Seusai perang dunia, sekelompok kecil serdadu Amerika melewati sebuah gedung gereja yang berantakan akibat perang. Hati mereka tersayat dan masgul. Apalagi saat mereka melihat sebuah arca Kristus yang turut hancur.
Mereka memasuki gedung gereja itu lalu berusaha menyelamatkan arca Kristus itu. Mereka mengumpulkan serpihan, potongan patung itu, dan berusaha untuk menyatukannya kembali.
Usaha para serdadu itu sepintas tampak berhasil. Namun sayang, seribu sayang, karena di hadapan mereka berdiri anggung sebuah arca buntung. Ternyata, arca itu tidak memiliki tangan. Kedua tangannya hilang.
Saudara, apa yang terjadi? Sungguh menakjubkan, betapa mulia serta ekspresif hati salah seorang serdadu itu. Mengapa?
Melihat arca buntung itu, spontan serdadu itu, menuliskan sepotong kalimat bermakna di bawah kaki arca itu, “Aku tidak mempunyai tangan lagi, kecuali tangan-tanganmu.”
“Aku tak bertangan lagi, tanganmulah, tanganku!”
Sungguh miris petistiwa ini dan sungguh luhur esensi makna kalimat interisan ini.

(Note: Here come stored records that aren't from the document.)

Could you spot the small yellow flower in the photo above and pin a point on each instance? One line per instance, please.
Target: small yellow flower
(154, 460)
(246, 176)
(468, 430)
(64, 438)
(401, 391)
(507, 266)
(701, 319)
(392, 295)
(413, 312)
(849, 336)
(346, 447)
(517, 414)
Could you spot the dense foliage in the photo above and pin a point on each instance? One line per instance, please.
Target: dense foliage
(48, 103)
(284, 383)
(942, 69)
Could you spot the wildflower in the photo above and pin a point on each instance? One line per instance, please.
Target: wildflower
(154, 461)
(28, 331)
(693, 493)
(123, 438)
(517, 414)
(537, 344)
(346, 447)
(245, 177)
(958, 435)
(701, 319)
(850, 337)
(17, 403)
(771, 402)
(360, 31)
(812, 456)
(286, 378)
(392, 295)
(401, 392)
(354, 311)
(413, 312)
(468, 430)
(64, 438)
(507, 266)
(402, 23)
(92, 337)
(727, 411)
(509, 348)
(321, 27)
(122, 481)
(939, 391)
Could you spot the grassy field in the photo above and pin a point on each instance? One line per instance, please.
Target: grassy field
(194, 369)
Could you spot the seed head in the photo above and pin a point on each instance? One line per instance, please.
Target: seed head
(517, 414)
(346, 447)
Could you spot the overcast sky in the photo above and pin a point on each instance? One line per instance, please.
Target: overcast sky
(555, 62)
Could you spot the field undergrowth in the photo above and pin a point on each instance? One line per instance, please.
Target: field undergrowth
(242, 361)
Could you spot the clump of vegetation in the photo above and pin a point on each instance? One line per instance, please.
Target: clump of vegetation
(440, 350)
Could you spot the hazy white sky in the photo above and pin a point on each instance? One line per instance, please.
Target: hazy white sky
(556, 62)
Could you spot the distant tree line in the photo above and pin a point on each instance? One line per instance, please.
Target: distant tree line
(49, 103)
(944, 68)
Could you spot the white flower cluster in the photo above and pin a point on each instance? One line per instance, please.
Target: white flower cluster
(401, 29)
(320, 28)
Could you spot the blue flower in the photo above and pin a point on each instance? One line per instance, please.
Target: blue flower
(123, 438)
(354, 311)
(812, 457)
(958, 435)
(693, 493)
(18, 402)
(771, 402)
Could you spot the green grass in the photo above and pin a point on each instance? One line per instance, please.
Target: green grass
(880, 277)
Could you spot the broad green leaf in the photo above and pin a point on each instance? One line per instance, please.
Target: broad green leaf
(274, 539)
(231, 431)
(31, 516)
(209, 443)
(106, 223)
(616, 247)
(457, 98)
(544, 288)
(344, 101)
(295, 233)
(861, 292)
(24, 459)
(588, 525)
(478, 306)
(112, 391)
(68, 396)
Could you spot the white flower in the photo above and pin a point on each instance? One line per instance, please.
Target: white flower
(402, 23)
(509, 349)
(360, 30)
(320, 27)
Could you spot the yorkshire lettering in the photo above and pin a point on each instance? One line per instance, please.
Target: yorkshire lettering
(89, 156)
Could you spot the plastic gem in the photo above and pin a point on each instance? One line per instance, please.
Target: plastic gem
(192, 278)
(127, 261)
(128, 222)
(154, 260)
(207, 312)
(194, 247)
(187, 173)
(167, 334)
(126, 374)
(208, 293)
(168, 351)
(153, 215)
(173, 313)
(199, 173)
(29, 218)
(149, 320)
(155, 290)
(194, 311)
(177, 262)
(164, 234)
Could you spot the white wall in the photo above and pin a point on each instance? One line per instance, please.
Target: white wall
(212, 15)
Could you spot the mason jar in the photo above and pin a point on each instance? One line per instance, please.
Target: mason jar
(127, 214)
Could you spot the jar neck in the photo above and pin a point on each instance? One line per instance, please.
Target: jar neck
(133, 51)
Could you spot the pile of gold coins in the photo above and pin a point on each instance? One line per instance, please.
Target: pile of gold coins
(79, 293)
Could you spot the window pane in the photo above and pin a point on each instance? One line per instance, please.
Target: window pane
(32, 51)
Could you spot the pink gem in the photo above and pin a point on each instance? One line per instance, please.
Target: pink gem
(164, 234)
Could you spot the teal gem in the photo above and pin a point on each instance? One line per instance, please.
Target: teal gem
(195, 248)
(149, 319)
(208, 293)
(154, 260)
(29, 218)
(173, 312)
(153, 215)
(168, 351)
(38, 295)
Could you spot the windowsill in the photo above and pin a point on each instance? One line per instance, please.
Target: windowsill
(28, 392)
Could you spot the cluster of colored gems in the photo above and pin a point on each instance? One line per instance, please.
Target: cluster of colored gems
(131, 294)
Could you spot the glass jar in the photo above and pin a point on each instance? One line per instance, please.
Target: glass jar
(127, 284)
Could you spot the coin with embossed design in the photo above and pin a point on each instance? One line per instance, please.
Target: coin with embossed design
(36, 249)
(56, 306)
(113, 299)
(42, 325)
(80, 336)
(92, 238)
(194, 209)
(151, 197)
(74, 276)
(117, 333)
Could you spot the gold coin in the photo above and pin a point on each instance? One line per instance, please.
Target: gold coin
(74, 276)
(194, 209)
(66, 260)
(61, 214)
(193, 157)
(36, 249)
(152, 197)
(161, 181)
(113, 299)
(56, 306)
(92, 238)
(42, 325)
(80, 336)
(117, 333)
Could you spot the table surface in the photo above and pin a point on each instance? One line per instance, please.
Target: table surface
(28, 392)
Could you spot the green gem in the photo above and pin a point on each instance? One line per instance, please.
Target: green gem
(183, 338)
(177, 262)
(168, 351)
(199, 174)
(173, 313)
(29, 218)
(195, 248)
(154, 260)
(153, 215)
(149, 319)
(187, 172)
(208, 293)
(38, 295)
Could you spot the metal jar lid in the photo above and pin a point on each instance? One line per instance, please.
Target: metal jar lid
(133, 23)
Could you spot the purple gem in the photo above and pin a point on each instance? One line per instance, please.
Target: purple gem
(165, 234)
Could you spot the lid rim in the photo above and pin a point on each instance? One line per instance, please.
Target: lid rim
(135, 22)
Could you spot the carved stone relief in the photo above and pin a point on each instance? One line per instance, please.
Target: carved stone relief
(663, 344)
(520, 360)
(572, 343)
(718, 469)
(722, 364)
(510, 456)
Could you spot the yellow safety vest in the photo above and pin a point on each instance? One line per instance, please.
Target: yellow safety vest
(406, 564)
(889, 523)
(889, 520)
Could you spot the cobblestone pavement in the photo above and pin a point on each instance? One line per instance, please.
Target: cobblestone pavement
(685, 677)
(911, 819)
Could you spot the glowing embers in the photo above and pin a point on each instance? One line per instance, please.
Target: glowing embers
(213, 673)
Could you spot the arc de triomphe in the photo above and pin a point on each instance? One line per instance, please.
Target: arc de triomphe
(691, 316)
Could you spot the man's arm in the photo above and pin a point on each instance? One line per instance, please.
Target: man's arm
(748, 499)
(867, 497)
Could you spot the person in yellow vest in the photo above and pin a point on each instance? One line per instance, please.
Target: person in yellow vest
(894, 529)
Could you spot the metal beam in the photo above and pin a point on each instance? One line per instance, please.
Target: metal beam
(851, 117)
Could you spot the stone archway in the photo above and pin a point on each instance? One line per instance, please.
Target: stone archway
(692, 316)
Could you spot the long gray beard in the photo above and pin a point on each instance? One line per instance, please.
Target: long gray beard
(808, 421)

Saudara, banyak orang kini, tak bertangan lagi dalam konteks filosofis. Mereka tidak berdaya, tidak bermasa depan. Tangan-tangan harapan, tangan-tangan hak azazi mereka terampas ganas.
Mereka itu, mungkin juga adalah saudaramu, teman sekerjamu, murid dan mahasiswamu, atau pun rekan separtaimu…
Tuhan, membutuhkan jemari tulus kita, kehendak murni kita untuk merawat, menata tata kehidupan ini. Tuhan, Sang Mahamulia membutuhkan tangan-tangan hati kita hari ini, di sini, dan kini…
Jika rela memberikan tangan-tangan kita berarti kita telah mengulurkan tangan berahmat kita sesuai kehendak Tuhan.
“Sesungguhnya, apa yang kamu lakukan untuk saudara-Ku yang paling hina ini, kamu telah melakukan untuk Aku.”